Investor Cenderung Wait and See, Bursa Asia Dibuka Berjatuhan

Jakarta, CNBC Indonesia - Bursa Asia dibuka cenderung melemah pada perdagangan Senin (24/1/2022), masih cenderung mengikuti pergerakan bursa saham Amerika Serikat (AS) dan karena investor cenderung memasang sikap wait and see jelang pertemuan bank sentral AS.
Indeks Nikkei Jepang dibuka merosot 0,75%, Hang Seng Hong Kong ambles 1,53%, Shanghai Composite China melemah 0,38%, Straits Times Singapura terkoreksi 0,41%, dan KOSPI Korea Selatan terdepresiasi 0,37%.
Dari data ekonomi di Asia, Jepang telah merilis data aktivitas manufaktur dan jasa pada periode Desember 2021 dalam Indeks Manajer Pembelian (Purchasing Manager's Index/PMI) versi Jibun Bank (Markit).
Dari sektor manufaktur, PMI Jepang pada periode Desember tahun lalu naik sedikit menjadi 54,6, dari sebelumnya pada November 2021 di angka 54,3.
Sedangkan dari sektor jasa, PMI Negeri Matahari Terbit tersebut berkontraksi menjadi 46,6 pada Desember tahun lalu, dari sebelumnya di angka 52,5 pada November 2021.
Saat angka PMI di atas 50, artinya dunia usaha berada di fase ekspansi. Sebaliknya kalau masih di bawah 50, industriawan sedang mengalami kontraksi alias 'tiarap'.

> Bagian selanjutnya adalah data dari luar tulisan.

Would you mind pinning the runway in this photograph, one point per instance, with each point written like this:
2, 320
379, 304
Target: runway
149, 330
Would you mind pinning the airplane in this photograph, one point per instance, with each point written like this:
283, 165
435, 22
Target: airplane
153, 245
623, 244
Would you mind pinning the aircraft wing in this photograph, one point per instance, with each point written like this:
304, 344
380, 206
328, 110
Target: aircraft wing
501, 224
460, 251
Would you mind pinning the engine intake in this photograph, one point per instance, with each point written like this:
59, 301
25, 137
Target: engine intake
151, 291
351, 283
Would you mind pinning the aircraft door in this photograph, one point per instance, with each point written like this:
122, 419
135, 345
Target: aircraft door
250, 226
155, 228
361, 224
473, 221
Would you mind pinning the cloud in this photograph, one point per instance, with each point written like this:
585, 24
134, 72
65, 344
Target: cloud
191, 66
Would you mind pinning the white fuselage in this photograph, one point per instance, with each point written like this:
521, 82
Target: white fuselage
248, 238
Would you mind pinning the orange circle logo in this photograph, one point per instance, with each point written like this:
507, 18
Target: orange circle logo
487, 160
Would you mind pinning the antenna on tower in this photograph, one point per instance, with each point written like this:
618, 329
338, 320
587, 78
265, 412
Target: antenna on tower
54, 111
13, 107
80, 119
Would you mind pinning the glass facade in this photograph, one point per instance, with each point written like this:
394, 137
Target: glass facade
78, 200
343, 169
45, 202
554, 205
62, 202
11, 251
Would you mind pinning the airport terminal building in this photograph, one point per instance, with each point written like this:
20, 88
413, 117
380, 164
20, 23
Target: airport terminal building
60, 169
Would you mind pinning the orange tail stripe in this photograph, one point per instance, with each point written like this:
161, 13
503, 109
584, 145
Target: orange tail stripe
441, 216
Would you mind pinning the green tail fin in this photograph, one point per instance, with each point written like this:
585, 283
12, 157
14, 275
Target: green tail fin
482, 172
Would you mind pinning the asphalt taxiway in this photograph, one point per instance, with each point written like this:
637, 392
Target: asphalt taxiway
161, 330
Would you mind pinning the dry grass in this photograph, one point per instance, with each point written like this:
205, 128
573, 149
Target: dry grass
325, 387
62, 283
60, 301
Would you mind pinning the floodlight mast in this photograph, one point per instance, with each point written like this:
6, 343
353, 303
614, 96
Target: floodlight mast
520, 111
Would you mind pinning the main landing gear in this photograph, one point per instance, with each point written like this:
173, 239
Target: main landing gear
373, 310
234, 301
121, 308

Pasar saham Asia cenderung kembali mengikuti pergerakan bursa saham AS, Wall Street yang masih ditutup terkoreksi pada perdagangan Jumat akhir pekan lalu. Bahkan sepanjang pekan lalu, ketiga indeks utama di Wall Street mencatatkan koreksi tanpa adanya penguatan.
Pada perdagangan akhir pekan lalu, indeks Dow Jones Industrial Average (DJIA) ditutup ambles 1,3% ke level 34.265,37, S&P 500 ambruk 1,89% ke 4.397,84, dan Nasdaq Composite anjlok 2,72% ke posisi 13.768,92.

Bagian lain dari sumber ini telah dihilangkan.